7 things your feet can tell you about your liver – itchiness, heat and smell
Liver disease is on the rise, with deaths since 1970 increasing by 400%.
In 2020, the number of people who died with an underlying cause of liver disease in England rose to 10,127.
Disease in the liver is mostly preventable, especially when patients can spot the early signs their liver is failing.
So how can you spot these first symptoms? It turns out your feet give a number of warning signs something is not quite right with your liver.

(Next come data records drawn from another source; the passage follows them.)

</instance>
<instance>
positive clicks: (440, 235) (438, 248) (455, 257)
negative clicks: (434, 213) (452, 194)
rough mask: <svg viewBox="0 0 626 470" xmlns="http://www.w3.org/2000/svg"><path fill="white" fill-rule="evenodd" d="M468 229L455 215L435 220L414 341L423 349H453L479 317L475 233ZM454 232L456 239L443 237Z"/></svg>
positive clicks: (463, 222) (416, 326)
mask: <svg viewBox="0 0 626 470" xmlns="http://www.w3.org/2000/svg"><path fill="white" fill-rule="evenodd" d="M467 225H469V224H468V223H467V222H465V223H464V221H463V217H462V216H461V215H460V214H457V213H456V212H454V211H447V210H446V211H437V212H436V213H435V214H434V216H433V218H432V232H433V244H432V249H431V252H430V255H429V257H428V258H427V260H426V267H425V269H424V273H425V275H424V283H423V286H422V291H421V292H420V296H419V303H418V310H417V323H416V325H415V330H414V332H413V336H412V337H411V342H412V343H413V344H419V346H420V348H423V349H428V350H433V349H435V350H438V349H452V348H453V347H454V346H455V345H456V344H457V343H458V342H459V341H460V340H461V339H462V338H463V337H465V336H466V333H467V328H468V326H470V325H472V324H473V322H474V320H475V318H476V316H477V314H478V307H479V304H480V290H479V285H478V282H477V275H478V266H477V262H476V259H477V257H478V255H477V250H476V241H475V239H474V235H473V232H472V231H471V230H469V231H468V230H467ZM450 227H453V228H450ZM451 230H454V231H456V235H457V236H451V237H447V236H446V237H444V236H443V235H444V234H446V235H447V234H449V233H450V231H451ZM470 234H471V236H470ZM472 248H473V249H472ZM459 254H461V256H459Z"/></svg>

According to Dr Eric Berg, chiropractor and health educator, signs found on your feet warning of liver problems may include:
- Itching of the foot, usually at the bottom
- Pain or inflammation at the bottom of the foot
- Hot feet
- Smelly feet
- Pitting oedema – which appears as a dent in swollen skin
- Toenail fungus
- White nailbed.
Other possible causes for a falling liver may include:
- Side effect from certain medications
- Too much sugar in the diet
- Too many canned foods
- Lack of vegetables
- Excessive alcohol
- Excessive protein.
Alcohol versus non-alcohol liver disease
Alcohol-related fatty liver disease is a condition that is caused by excess alcohol consumption.
According to the NHS, it may be reversed if one abstains from alcohol for at least two weeks.
Non-alcoholic fatty liver disease, on the other hand, occurs in people who do not drink too much or do not drink at all.
It is associated with excess fat built up in the liver caused by overeating, or if they have underlying conditions such as obesity, diabetes or high triglycerides.
“You may not have any symptoms in the early stage of cirrhosis because your liver can still function despite being damaged,” warns the NHS.
It adds: “You tend to get symptoms if your liver becomes more severely damaged.”
The main symptoms of cirrhosis include:
- Tiredness and weakness
- Feeling sick (nausea) and loss of appetite resulting in weight loss
- Red patches on your palms and small, spider-like blood vessels on your skin (spider angiomas) above waist level.